I grew up in a small town, a farming community. Tractors and combines roll through downtown, and although there is a minor sense of impatience from the following drivers, there is, too, a feeling of acceptance and recognition of the necessary evil. My elementary, middle, and high school were in one connected building, conveniently placed quite literally in the middle of a cornfield. The lunch destination of choice was the small shop attached to a milk refinery, which sold candy bars and homemade ice cream. It was not uncommon for students to show up to class smelling of cows or pigs, as they had no time to shower after chores. The community lived and breathed football in the fall, wrestling in the winter, and track in the spring.

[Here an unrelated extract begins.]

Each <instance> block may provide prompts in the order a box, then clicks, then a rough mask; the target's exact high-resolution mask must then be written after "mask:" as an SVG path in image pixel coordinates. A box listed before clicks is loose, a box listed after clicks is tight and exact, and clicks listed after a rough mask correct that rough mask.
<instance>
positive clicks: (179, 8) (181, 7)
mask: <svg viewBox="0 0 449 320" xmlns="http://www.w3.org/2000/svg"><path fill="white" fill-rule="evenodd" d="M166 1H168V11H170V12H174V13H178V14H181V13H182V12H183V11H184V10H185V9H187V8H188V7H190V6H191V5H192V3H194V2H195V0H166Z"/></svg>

My small town – Strawberry Point, home of the “world’s largest strawberry!” – is located in the corner of one of the poorest counties in Iowa. Although my parents are teachers, a job that in most respects pays horribly, we were relatively affluent. I knew I would go to college, a private college if I wished, and get out of my poor little community. I have an older friend – Summer – who did that very thing: she graduated, went to Drake, studied abroad, traveled the world, earned her master’s degree. And yet she returned, after all of her worldly experiences, to small-town Iowa.

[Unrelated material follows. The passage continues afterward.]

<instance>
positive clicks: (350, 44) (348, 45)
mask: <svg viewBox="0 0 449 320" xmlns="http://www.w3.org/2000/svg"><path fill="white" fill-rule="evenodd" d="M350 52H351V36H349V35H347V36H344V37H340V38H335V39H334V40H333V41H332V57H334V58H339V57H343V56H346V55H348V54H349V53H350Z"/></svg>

There is a quaintness, a quietness, a tranquility in my little corner that I have yet to experience anywhere else. Friends from big cities may scoff, but I love my town. I love that I can walk the streets in the dark, with nobody around but the lightning bugs and streetlamps. I love that raccoons steal from our birdfeeder, that deer nibble on my mother’s carefully tended flowers, that baby owlets are taught to hunt right outside my kitchen window.
The summer after my first year of college, on a balmy, cloudless, moonless night, Summer and I clambered into her dad’s beat-up pickup, rolled down the windows, and drove out to her family’s farm. We didn’t stop at the driveway; we drove on a grassy path that meandered through their cornfield. We stopped, climbed into the bed of the truck, and looked at the stars. It seems cliché, but we did it nonetheless. We didn’t talk. We just watched.
As I lay in a dirty truck bed smelling cow shit and hay, crickets chirped merrily and lightning bugs flickered in a mirror reflection of the ocean of stars above me. The Milky Way sprinkled and weaved its lazy, river way across the sky, punctuated by Cassiopeia, the Big Dipper, and the reliable North Star. Occasionally, a meteor, a falling star, would flash, and we made silent wishes.
There are no stars in cities, no grass between your toes, no heady aroma of fresh dirt, only the grime of dust and smog. There is an uncomfortable disconnect from nature. My communion with nature is essential to my continuing relationship with my home, my planet, my Earth. If I don’t experience it – if I don’t stargaze – I have lost my connection with myself.
I am traveling to South Africa soon, and although this means leaving the comfortable security of my strawberry town, I realized something recently. The stars I see here won’t be in South Africa. In the southern hemisphere, I’ll be sleeping under a completely new set of stars. The country is different, new, but I can’t wait to walk out into the African savannah, lay down on familiar dirt, familiar grass, and stargaze.